By Noah
Rothman
Tuesday,
April 25, 2023
Donald
Trump is the recent beneficiary of a cascade of endorsements from Republican
lawmakers in Congress. True, Trump’s last two campaigns for the White House
taught political observers that endorsements
aren’t the measure of voters’ support they once were. But the rationale Trump’s
endorsers provide to explain their advocacy on behalf of the one-term president
is revealing.
According
to Florida representative Greg Steube, one of the first Florida Republicans to
join the ritual
humiliation its
members meted out to his state’s governor, predicated his decision to bet the
future of his party and his country on Trump because the former
president is accessible in ways Governor Ron DeSantis did not. Indeed, Trump called Steube
in a courtesy call while he was convalescing in the hospital following an
accident. Meanwhile, “to this day, I have not heard from Gov. DeSantis,”
Steube complained.
Steube
isn’t out on a limb. Florida representative Byron Donalds insisted that Trump is the
“one leader at this time in our nation’s history who can seize the moment and
deliver what we need.” Fellow Floridian Carlos Gimenez backed Trump’s efforts to
“fight socialism both at home and abroad.” Representative Michael Waltz threw his support behind Trump
as a statement of general opposition to “the systemic targeting of Americans
with conservative ideals, especially” the former president.
ChatGPT
could have drafted this flavorless, generic pablum. These endorsements
certainly don’t highlight a unique facility that no other Republican but Trump
could bring to the table.
Trump
has repaid the generosity of his Florida endorsers by accusing
them of
representing a bleak, fetid hellscape of a state.

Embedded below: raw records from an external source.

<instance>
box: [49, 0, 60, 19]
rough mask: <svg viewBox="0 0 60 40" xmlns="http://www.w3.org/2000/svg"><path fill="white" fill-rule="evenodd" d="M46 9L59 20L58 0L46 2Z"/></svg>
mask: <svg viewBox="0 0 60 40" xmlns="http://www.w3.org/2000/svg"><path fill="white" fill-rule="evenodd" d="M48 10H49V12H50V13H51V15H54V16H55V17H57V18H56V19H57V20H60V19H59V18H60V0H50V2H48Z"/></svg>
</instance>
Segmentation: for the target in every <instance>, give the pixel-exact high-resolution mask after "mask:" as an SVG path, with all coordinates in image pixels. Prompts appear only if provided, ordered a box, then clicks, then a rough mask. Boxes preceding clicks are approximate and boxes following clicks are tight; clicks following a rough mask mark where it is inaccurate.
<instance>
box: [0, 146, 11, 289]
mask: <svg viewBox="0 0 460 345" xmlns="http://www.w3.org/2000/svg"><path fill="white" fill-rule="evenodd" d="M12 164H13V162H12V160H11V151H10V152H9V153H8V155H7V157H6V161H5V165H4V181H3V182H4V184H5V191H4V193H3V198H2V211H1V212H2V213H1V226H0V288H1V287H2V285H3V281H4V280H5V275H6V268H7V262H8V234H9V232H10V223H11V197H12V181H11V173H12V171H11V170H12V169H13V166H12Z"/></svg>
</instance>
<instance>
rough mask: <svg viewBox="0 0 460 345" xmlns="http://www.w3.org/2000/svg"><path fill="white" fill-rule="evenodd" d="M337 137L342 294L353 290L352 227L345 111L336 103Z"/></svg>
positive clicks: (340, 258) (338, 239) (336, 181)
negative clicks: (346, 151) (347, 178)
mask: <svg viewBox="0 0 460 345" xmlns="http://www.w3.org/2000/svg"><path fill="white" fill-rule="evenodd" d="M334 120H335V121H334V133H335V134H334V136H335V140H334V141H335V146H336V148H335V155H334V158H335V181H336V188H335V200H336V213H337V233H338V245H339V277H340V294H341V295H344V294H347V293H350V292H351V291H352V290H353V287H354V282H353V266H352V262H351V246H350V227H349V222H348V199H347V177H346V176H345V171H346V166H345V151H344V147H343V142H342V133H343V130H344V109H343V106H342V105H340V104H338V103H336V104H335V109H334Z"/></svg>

The Sunshine State is marred
by crime and drugs, overrun by migrants, and rendered unaffordable by high
taxes and no opportunity for economic advancement. The embarrassment the former
president has meted out to his obsequious supporters couldn’t have come as a
surprise. This is the price of
admission into
Trump’s orbit.
In his
endorsement statement, Texas representative Lance Gooden insisted that Trump remains “the only leader who can save
America from the leftist onslaught we are currently facing.” No mention was
made of the fact that this “leftist onslaught” was facilitated by the former
president’s defeat in 2020, his poisoning of
the well in Georgia in 2021, and the dismal performance his
hand-picked candidates in open races turned in last year, transforming a historically
encouraging political environment for the GOP into a profound disappointment.
One
former Republican politician backing Trump — an act of conviction so bold the
lawmaker declined to be identified — let slip that Trump himself
is immaterial.
Relitigating the internecine debates within the GOP in the 2010s to assess
Trump’s “comeback chances” represents the pathway toward “redemption.” Who’s
“redemption?” Maybe Trump’s, but more likely the party members who stuck with
him at great personal cost and with little, so far, in the way of reward.
Senator
J. D. Vance confirmed that his support for Trump should be viewed less as
support for Trump and more as a thumb in the eye of the prevailing culture in
the press. “Every year, the media writes Donald Trump’s political
obituary,” he said back
in February. “And
every year, we’re quickly reminded that Trump remains the most popular figure
in the Republican Party.”
As of
early Monday, Trump had secured the support of ten U.S. Senators and 55
Republicans in the House. By the end of the day, Trump had won the endorsement
of what may be the most perplexing of his endorsements so far: the current
chairman of the National Republican Senatorial Committee, Montana senator Steve Daines. But why? “The best four years I’ve
had in the U.S. Senate was when President Trump was serving in the Oval
Office,” he told the former president’s son, Don Trump Jr., on his podcast. So,
at least Senator Daines was having a blast while the Republican Party
sacrificed the control of all the levers of power in Washington in record time.
The
flimsy rationale and boilerplate language these Republicans offer papers over
the obvious liabilities the former president brings to the table — not just in
the race for the White House but the crucial down-ballot contests, which Republicans
cast in Trump’s mold have shown a particular knack for losing. The most candid
of these Republican endorsements reveal that the interests these GOP lawmakers
are serving are theirs. If you’re a Republican voter with interests you’d like
to see advanced by winning politicians supported by a mandate from the
electorate, their interests are not yours.